Als Rachel Alan erzählte, dass Elisabeth wieder aufgetaucht war, sagte er: »Möchtest du darüber reden?« Und als sie den Kopf schüttelte, machte er ihr eine Tasse Tee und ging dann in sein Arbeitszimmer. Rachel war für den Tee ebenso dankbar wie für das Schweigen, aber Ruhe schenkte ihr beides nicht. Irgendwie hatte sich in der Wohnung die ganze Anspannung und Aufregung der letzten paar Stunden angesammelt; das Bedürfnis, da rauszukommen und endlich Frieden zu finden, machte sie ganz rappelig. Schließlich schlüpfte sie in ihren Mantel. Der Monoprix-Supermarkt, zu Fuß in zehn Minuten zu erreichen, war ein Tempel der Ordnung, und um neun Uhr abends würde er höchstwahrscheinlich weitgehend menschenleer sein. Sie hatte ein Ziel.
Um die Lebensmittelabteilung zu erreichen, mussten Monoprix-Kunden die Rolltreppe nach unten nehmen und dann einen trüb beleuchteten Gang entlanggehen, der von Regalen voll Wein und Spirituosen gesäumt war. Dieser rituelle Abstieg, gepaart mit der Bändigung so vielfältigen potenziellen Chaos – so viele verschiedene Sorten Alkohol, die durcheinandergeraten könnten, es aber nicht taten, so viele unterschiedlich gefärbte Flüssigkeiten, die falsch eingeräumt sein konnten, es aber nie waren – schenkte Rachel immer ein Gefühl innerer Ruhe, das sich noch vertiefte, wenn sie in der Frischeabteilung auf die einförmigen Obst- und Gemüse-Arrangements stieß, Paprikaschoten und Äpfel und Avocados in fest geschichteten kühlen Stapeln. In einem guten Supermarkt herrschte Zivilisation: Überall war es sauber und gesittet, und kein Mensch wusste, wer man war oder was man getan hatte.
Sie fühlte sich gedemütigt; das gestand sie sich ein. Sie und Magda, erkannte sie jetzt, hatten sich eine Geschichte ausgedacht und sie anschließend zur Wahrheit erklärt. Mathilde erschien wie eine Schurkin – sie pries sich förmlich als Schurkin an –, und sie hatten entschieden, dass sie das zu einer qualifizierte. Sie hatten ein herrenloses Handy, ein paar Tropfen Blut und einige unerfreuliche Bemerkungen auf einem Balkon zu einem Wunscherfüllungsszenario zusammengerührt, dem sie sich, ohne einen Augenblick nachzudenken, mit Haut und Haaren verschrieben hatten.

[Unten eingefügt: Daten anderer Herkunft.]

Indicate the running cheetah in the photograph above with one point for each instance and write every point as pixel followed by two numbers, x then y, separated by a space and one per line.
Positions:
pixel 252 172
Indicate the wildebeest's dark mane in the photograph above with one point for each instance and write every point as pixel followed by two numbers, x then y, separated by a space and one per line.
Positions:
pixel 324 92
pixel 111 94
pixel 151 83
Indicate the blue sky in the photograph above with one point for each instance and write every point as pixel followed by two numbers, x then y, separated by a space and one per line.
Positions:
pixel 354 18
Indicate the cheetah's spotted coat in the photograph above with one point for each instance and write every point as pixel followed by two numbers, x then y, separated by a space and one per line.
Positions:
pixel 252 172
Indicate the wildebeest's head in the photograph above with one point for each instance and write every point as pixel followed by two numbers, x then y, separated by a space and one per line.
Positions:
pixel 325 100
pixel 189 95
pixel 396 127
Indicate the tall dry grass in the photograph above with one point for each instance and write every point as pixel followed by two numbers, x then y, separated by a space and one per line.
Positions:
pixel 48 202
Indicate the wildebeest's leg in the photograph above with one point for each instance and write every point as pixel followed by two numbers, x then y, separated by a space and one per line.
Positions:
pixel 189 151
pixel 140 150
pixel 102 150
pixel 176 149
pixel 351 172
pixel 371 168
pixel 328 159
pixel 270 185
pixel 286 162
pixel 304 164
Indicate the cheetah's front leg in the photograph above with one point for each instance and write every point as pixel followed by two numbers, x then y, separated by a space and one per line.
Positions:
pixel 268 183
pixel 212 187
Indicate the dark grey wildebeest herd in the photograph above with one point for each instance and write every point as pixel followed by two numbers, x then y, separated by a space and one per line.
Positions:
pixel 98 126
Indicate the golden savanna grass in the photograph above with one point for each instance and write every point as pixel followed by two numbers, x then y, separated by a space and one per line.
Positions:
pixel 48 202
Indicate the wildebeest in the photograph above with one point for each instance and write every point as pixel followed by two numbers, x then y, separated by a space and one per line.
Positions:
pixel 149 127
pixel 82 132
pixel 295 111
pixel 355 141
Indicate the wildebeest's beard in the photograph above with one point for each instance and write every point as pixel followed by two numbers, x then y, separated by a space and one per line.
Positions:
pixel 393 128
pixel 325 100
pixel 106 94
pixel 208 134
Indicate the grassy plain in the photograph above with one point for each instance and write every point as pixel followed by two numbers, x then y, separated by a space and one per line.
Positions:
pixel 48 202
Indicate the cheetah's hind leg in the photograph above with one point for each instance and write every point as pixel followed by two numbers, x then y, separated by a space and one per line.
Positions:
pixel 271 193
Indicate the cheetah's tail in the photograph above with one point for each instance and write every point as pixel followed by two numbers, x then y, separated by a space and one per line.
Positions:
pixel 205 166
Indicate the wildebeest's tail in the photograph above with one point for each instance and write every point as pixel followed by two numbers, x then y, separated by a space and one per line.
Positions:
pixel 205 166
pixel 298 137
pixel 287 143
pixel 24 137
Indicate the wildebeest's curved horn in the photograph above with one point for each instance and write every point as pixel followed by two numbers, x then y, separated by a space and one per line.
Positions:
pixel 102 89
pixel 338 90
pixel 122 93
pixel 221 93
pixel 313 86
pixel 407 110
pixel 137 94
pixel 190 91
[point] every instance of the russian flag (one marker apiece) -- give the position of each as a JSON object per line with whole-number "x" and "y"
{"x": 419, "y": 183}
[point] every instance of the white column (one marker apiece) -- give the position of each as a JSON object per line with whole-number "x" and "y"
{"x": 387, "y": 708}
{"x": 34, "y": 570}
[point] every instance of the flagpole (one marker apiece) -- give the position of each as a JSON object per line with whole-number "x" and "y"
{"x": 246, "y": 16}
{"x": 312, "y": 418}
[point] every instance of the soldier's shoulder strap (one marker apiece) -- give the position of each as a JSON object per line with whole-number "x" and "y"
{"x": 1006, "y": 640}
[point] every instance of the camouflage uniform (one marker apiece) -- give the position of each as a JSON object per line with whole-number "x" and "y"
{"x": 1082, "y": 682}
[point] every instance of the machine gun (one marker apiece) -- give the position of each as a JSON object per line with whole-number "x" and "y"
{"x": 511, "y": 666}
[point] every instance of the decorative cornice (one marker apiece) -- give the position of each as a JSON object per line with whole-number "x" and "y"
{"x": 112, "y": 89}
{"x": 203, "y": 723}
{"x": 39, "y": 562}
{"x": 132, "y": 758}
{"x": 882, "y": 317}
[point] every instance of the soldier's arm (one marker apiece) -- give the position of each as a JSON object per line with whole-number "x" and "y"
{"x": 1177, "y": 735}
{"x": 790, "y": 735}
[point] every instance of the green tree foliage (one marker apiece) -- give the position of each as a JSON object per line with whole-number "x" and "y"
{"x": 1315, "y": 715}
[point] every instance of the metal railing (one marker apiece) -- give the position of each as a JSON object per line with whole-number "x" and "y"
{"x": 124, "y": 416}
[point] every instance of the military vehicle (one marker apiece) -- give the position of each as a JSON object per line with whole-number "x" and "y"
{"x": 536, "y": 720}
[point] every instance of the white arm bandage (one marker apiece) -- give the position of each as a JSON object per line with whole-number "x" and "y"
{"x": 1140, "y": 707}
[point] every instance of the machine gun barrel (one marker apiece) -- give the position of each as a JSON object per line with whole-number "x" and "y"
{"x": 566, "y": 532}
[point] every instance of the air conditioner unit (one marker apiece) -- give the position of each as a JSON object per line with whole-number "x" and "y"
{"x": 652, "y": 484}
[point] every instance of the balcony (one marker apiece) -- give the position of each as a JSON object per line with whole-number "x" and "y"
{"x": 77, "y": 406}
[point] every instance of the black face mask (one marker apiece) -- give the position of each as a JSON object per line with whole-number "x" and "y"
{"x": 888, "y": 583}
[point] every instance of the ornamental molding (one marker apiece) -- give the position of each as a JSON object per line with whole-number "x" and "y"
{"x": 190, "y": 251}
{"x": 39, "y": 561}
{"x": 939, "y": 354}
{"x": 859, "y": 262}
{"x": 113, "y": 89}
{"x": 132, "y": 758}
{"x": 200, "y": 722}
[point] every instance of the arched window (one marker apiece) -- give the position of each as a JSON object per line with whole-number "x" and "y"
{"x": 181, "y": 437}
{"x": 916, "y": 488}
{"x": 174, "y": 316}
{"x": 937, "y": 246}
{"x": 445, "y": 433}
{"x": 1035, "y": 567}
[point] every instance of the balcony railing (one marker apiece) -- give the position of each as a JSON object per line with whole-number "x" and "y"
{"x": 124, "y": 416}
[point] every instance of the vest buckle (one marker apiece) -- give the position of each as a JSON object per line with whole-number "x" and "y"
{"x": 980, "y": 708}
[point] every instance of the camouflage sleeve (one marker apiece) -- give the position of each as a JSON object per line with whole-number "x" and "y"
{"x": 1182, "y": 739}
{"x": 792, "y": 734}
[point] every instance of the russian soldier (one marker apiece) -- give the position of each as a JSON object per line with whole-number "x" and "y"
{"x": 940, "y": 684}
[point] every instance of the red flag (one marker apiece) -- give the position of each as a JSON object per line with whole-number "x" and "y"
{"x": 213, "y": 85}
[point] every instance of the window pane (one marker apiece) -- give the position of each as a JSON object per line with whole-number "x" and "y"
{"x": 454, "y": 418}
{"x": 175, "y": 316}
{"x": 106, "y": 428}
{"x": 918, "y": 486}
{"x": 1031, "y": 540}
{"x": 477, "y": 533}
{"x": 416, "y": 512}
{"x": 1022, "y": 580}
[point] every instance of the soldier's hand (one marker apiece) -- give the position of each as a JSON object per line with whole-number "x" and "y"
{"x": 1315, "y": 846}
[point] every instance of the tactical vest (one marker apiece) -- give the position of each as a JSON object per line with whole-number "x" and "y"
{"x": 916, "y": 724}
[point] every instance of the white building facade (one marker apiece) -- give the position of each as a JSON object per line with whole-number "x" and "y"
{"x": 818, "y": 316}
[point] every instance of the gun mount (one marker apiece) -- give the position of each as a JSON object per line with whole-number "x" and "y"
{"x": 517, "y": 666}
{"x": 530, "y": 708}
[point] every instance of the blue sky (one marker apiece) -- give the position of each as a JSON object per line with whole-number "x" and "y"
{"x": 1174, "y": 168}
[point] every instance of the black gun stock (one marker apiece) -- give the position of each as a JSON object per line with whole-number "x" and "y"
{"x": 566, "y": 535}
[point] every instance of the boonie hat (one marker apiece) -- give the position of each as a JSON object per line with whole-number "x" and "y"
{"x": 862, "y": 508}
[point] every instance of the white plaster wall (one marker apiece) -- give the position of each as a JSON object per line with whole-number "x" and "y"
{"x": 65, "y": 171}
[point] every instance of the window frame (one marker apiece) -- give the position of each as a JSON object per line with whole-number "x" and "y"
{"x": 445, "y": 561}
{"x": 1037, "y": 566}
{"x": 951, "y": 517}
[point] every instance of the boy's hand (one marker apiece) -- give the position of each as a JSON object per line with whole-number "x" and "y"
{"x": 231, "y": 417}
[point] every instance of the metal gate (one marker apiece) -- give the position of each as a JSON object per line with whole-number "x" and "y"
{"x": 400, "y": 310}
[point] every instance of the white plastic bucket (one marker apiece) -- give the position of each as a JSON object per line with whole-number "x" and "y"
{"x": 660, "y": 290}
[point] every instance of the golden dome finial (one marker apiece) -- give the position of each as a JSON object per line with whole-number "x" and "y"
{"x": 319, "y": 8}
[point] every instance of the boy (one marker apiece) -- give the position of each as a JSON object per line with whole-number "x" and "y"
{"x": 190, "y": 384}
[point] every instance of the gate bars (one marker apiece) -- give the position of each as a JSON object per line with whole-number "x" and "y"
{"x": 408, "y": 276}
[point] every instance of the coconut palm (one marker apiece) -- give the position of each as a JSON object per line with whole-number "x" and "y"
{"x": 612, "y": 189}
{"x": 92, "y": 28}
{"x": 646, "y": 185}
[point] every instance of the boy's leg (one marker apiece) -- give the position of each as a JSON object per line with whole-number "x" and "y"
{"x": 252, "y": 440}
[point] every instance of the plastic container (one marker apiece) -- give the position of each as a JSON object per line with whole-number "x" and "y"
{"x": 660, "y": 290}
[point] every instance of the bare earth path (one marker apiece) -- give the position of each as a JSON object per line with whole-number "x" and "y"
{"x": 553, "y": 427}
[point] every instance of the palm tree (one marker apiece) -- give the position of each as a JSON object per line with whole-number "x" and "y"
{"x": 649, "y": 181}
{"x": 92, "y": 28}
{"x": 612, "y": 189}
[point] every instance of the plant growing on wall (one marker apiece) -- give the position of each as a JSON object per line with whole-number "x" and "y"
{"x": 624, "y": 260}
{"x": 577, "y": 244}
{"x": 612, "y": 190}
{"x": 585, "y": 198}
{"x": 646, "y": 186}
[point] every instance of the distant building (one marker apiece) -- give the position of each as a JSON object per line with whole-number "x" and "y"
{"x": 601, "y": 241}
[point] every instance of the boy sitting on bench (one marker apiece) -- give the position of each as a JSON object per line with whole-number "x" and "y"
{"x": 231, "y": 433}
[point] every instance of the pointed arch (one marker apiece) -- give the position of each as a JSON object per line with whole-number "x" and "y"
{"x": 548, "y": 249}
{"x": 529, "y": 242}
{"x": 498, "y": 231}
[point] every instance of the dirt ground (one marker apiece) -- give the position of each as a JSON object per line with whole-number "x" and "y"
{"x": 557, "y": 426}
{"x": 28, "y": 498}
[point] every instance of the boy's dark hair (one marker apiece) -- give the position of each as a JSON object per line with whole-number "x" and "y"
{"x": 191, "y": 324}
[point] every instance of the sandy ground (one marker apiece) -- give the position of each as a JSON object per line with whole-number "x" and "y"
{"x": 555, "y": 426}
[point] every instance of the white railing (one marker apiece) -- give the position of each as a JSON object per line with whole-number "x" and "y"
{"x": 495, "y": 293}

Rachel wusste, dass sie kein Mensch von lauen Empfindungen war. Ihre Freude war immer Glückseligkeit, ihr Kummer immer abgrundtiefer Jammer. So gesehen war es nicht weiter verwunderlich, dass ihre Beschämung sich wie vollkommene Selbstverachtung anfühlte. Trost suchend legte sie die Hand auf eine Reihe Cantaloupe-Melonen. Niemand sah hin. Keinen kümmerte es, dachte sie. Hier wusste niemand, dass sie falschgelegen hatte, dass Alan recht gehabt hatte, dass die Polizei recht gehabt hatte, dass ihr erster Exkurs in die Welt der Ermittlung zu einem Mordopfer geführt hatte, das in Wirklichkeit gesund und munter und im Urlaub in Südfrankreich gewesen war. Im Februar.
Mit diesem Gedanken begann ihre Vernunft ihre Autorität wieder geltend zu machen, und nach seinem kurzen Aussetzer lief ihr gesunder Menschenverstand wieder rund. Es stimmte, dass Elisabeths Rückkehr ihre emotionale Einstellung zu Edgars Ermordung grundlegend geändert hatte, aber änderte das auch wirklich etwas an der konkreten Möglichkeit dieses Mordes? Sie und Magda hatten sich einen Fall konstruiert, in dem Elisabeths Ermordung die Realität von Edgars Ermordung untermauerte und umgekehrt, aber musste es unbedingt so sein? Mussten sie jetzt, wo Elisabeth von den Nicht-richtig-Toten zurückgekehrt war, unbedingt akzeptieren, dass Edgar, ausgelaugt von Raffgier und geringfügigem Diebstahl, im Zuge des Abendessens, vor sich auf dem Tisch den Lieblingswein seiner Besucherin, einfach umgekippt und gestorben war? Zum ersten Mal seit dem Tag, als Magda im Bistrot Vivienne ihre Hypothesen zerpflückt hatte, unterzog sie sich einer strengen Selbstbefragung. Glaubte sie noch immer, dass Edgar ermordet worden war?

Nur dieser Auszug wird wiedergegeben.